Monday, June 04, 2007

As some of you know, today Andrew showed me that he is ready for his professional soccer career to start. Heading the ball should be no problem.

After church every week, Andrew and Ashlyn (a little girl about 4 months older than he) chase each other around the nursery while her parents and I discuss highly theological matters, namely, what we're going to have for lunch. Today turned into something al little different, though.

The two of them started chasing each other as normal and, just as we had decided on Pei Wei for lunch, we heard what sounded like a gun-shot from over where the kids were playing. After about a half-second delay, I heard Andrew shriek. Apparently, while chasing Ashlyn, he tripped over the welcome mat but the entrance to the nursery at which point he fell, head first, into the door. The gun-shot sound was his head hitting the door and breaking the solid glass panel. It didn't shatter, but it did spiderweb about one-third of the way up the door. I'm going to try to get some pictures of it tomorrow.

In our church, the nursery is pretty well segregated from the rest of the building. There are two doors leading into it; one from the hallway by the classrooms and one from the outside (the one he broke). After the noise and the child screaming, everyone within hearing distance knew that something was wrong in the nursery. So we had about half the church either in the nursery hallway or just outside the door, trying to see what was going on and trying to console my poor little boy. One heck of a way to gain celebrity.

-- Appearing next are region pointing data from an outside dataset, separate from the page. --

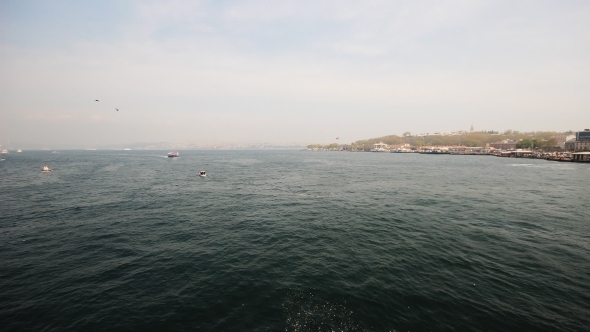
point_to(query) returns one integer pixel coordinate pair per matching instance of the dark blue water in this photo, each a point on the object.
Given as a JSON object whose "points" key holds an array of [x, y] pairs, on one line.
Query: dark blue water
{"points": [[292, 241]]}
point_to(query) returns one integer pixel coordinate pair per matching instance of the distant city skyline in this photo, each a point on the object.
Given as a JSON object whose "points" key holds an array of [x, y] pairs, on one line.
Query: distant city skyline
{"points": [[291, 71]]}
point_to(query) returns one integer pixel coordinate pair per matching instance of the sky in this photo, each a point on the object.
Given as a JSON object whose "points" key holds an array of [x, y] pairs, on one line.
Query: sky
{"points": [[287, 71]]}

We checked him out; he seemed OK. We soothed him down some. He cried for a few minutes, but quieted down surprisingly quickly. Within about ten minutes or so he wanted to chase Ashlyn again. We swiftly nixed that idea.

Later, after lunch, he was recounting the incident to me as I was putting him in the car and he said, "I bonked my head at church. I cried and screamed." I quickly assured him that whenever he hits his head that hard, he is more than welcome to cry and scream as much as he wants. It seems that he will emerge from this relatively unscathed, save the knot on his forehead in this picture (just ignore the chocolate-milk-mouth). We're just concerned that the day care will start to question us. We seem to sent him to school with bumps and bruises on his head quite a bit. He is all boy, remember.